Originally dubbed
Prescott New Instructions, Intel now refers to the core's 13 additional instructions as SSE3.
Of course, you won't see any immediate benefit from the technology until
software developers begin employing the instructions in their code. Intel's C++
Compiler for Windows 8.0 supports development with SSE3, so it's only a matter
of time before optimized applications start emerging.
Representatives at Intel surmise that media applications
will be the first with SSE3 support. There are five principle areas that SSE3
improves upon: x87-to-integer conversion, complex arithmetic, video encoding,
graphics, and thread synchronization. Intel's own technical documentation
speculates that SSE3 will enable significant performance gains in the
aforementioned fields; however it remains the responsibility of software
developers to implement the changes.
Two of the instructions contained within SSE3 deal specifically with
Hyper-Threading, a technology that allows one physical processor to be recognized
as two logical processors by a compatible operating system.

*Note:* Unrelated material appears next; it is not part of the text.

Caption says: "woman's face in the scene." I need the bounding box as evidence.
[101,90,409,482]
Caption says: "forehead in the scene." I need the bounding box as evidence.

The basic idea behind Hyper-Threading is that by permitting two threads to execute
simultaneously, more of a processor's resources will be utilized under load. Intel
also improved the way Hyper-Threading handles parallel operations.
Previous versions of the technology
limited the processor to working on one thread or another, causing a bottleneck
that would impede performance. With Prescott, Intel made additions to the types
of operations that may be conducted in parallel.
Core Improvements
Beyond the marketable additions
to the Pentium 4, Intel's engineers also spent time improving parts of
Prescott's core. For example, both the static and dynamic branch prediction
algorithms have been enhanced. Within the execution core itself, Intel claims to
have reduced latency on the Pentium 4's double-pumped ALUs and improved
scheduler performance. The hardware prefetcher is also more
efficient.
Given the
number of enhancements Intel is discussing, you'd expect a sizeable performance
increase. However, another of the engineering team's design considerations goes
a long way in hampering performance. The
Pentium 4's execution pipeline was designed for scalability, which is why the
same micro-architecture has so gracefully aged from 1.5GHz to 3.4GHz.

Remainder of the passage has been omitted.